We study the causes and consequences of cellular heterogeneity in complex biological systems. Our group develops computational and experimental methods in single-cell and spatial genomics, integrating machine learning with multimodal measurements to understand how cells work together to drive biological processes, development, and disease.

Science moves fastest when tools, data, and ideas are shared openly. Through open-source software, freely shared technology, and livestreamed community events, we aim to empower researchers everywhere to explore single-cell biology and make discoveries of their own.

We direct an NIH Center for Excellence in Genomic Science (CEGS) to develop a comprehensive suite of computational and experimental tools for multimodal single cell analysis, and to share these with the broader community.

Single‑cell perturbation genomics

Single-cell perturbation screens are a new frontier for functional genomics—unlocking the ability to discover gene function, reconstruct regulatory networks, and build virtual cells. To realize this vision, we develop technologies for massively scalable, combinatorial, and multimodal perturbation profiling, alongside a new generation of computational tools to analyze, interpret, and integrate these rich datasets.

Multimodal single‑cell genomics

RNA is only one facet of cell identity. A central challenge is to measure the many layers of molecular information—chromatin state, RNA expression, protein abundance, and more—from the same cell. By uniting these views, we can follow the flow of information across the central dogma, reveal mechanisms invisible to any single modality, and move closer to a truly complete portrait of cellular state.

We introduce technologies that jointly profile multiple molecular modalities across the central dogma.
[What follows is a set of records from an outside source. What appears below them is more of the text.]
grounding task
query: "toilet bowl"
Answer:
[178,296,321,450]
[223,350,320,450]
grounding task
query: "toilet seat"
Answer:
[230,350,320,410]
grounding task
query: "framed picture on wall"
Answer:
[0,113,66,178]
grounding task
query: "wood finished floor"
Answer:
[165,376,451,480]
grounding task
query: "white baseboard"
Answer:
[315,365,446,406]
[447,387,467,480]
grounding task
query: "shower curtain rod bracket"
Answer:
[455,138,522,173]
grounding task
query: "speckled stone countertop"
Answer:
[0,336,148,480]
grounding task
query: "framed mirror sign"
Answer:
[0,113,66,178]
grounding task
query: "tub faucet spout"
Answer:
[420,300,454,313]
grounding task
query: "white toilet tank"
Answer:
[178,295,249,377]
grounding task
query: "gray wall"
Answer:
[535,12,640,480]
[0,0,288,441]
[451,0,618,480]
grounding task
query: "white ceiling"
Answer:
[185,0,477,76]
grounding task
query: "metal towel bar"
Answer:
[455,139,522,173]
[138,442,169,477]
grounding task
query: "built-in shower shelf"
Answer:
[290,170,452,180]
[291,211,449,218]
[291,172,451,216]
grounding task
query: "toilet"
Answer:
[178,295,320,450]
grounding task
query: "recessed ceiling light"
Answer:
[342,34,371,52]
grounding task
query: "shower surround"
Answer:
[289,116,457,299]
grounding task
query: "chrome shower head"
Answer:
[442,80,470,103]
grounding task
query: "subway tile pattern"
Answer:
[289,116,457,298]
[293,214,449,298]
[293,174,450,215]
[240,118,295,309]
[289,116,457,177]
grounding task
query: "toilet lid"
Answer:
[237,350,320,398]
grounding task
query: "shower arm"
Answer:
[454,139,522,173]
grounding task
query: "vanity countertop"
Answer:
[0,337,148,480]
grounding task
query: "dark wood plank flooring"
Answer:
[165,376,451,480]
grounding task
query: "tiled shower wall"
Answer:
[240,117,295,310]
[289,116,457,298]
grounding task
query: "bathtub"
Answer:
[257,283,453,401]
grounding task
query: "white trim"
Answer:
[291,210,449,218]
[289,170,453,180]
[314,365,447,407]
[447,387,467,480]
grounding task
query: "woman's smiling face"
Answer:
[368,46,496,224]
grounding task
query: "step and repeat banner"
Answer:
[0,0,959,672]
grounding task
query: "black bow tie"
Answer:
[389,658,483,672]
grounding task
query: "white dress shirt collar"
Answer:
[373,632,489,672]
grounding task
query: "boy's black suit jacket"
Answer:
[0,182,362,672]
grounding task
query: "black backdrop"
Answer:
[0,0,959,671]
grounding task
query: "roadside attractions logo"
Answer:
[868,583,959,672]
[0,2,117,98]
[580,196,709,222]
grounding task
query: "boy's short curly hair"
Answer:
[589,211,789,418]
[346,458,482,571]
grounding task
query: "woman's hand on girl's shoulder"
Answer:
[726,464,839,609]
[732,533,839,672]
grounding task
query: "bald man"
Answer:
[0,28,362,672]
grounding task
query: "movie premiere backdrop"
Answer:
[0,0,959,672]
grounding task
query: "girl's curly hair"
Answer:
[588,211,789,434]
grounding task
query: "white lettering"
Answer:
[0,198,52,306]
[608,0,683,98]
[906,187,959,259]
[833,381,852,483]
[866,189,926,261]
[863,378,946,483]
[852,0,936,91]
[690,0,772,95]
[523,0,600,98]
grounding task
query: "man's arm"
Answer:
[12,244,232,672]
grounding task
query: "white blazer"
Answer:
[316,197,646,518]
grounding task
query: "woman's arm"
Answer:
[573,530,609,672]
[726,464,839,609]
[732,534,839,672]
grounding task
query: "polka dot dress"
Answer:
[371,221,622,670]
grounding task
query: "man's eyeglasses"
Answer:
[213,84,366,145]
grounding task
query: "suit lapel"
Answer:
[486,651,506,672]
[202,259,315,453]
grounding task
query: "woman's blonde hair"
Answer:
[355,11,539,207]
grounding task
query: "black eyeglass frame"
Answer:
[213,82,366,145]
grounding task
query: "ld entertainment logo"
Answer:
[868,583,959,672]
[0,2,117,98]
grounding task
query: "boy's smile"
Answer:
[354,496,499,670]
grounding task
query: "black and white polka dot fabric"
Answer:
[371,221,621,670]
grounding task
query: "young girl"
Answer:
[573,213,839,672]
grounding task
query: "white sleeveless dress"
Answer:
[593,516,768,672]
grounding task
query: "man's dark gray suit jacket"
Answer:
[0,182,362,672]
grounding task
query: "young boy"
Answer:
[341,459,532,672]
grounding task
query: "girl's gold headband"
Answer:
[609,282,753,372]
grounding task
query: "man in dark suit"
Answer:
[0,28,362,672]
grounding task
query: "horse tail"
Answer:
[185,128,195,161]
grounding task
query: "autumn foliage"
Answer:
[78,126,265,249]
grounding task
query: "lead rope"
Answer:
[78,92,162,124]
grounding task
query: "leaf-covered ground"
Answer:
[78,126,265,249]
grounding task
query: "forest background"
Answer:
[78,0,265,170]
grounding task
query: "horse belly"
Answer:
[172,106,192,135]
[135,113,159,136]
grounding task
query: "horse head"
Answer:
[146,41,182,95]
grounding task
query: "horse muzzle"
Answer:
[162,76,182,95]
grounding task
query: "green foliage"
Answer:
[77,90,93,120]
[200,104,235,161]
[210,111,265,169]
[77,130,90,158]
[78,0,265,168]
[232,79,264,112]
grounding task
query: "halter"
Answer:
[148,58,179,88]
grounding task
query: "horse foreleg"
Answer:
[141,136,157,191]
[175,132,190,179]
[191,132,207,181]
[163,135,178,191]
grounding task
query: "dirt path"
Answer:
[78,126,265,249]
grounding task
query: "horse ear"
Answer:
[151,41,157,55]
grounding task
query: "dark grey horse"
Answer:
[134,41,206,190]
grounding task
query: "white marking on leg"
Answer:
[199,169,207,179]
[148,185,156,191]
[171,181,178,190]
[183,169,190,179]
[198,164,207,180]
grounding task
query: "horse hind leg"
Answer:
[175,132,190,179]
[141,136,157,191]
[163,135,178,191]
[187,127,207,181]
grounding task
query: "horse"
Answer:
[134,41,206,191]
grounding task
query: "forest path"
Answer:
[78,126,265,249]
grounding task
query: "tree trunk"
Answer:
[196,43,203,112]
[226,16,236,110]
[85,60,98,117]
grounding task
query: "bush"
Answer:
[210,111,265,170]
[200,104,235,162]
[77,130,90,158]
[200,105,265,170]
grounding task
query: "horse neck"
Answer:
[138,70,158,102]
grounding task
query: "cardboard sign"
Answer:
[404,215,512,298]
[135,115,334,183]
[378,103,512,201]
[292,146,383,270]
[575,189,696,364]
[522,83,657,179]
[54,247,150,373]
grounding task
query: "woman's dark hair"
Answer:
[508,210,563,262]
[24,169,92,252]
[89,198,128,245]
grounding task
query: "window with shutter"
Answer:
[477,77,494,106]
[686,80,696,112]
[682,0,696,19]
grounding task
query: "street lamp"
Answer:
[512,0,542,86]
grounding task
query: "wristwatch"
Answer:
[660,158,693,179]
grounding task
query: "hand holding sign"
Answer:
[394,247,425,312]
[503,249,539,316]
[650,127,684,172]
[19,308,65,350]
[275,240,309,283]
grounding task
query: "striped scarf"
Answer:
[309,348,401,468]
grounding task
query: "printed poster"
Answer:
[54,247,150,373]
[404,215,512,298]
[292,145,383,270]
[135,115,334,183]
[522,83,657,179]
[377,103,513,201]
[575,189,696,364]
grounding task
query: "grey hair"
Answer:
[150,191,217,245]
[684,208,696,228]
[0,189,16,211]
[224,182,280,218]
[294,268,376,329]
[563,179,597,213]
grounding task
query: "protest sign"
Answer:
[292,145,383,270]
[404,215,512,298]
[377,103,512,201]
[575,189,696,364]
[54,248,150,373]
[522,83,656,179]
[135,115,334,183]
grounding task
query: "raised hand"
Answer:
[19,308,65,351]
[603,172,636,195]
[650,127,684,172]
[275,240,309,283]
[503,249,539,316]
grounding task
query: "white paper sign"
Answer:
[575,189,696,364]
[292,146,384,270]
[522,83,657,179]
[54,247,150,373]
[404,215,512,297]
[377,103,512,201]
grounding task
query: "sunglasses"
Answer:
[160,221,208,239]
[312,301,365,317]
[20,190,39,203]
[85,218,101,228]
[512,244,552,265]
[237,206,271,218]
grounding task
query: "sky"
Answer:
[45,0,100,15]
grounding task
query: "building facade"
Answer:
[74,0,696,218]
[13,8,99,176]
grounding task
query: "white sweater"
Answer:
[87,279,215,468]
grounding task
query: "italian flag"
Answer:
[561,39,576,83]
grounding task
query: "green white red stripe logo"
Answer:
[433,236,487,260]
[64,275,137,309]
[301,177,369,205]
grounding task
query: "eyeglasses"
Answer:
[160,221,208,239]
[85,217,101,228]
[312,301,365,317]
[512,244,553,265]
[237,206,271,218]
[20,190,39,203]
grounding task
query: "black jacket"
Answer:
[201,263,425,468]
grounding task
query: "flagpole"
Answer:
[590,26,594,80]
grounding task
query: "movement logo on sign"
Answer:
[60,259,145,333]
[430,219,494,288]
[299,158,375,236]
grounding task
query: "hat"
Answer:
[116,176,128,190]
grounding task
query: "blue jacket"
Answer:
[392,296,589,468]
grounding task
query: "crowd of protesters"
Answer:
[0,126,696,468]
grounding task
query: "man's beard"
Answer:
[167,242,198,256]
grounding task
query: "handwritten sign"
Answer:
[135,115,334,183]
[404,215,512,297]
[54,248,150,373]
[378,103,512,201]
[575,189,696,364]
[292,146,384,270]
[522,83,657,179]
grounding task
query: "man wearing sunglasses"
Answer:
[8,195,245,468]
We develop computational methods to integrate multimodal data collected in the same cells or across diverse experiments

Constructing reference maps of the human body

Comprehensive reference maps are essential to understand the diversity of human cells in health and disease. We lead efforts within the NIH Human Biomolecular Atlas Project to build single-cell atlases across the human body. These maps provide a foundation for comparative analyses, enable the discovery of novel cell types and states, and serve as a reference framework for interpreting new datasets from any biological system.

Applications in immunity, development, and disease

We collaborate broadly to apply single‑cell approaches to immune regulation, vaccination and infection, hematopoiesis, neurodevelopment, autoimmunity, cancer, and hematological malignancies. Our goals are to reveal cellular states, circuits, and interactions that drive phenotypes in health and disease. We participate in multiple NIH Consortia, including the Cellular Senescence Network, and the Somatic Mosaicism across Human Tissues, and also collaborate closely with labs across the NYC area.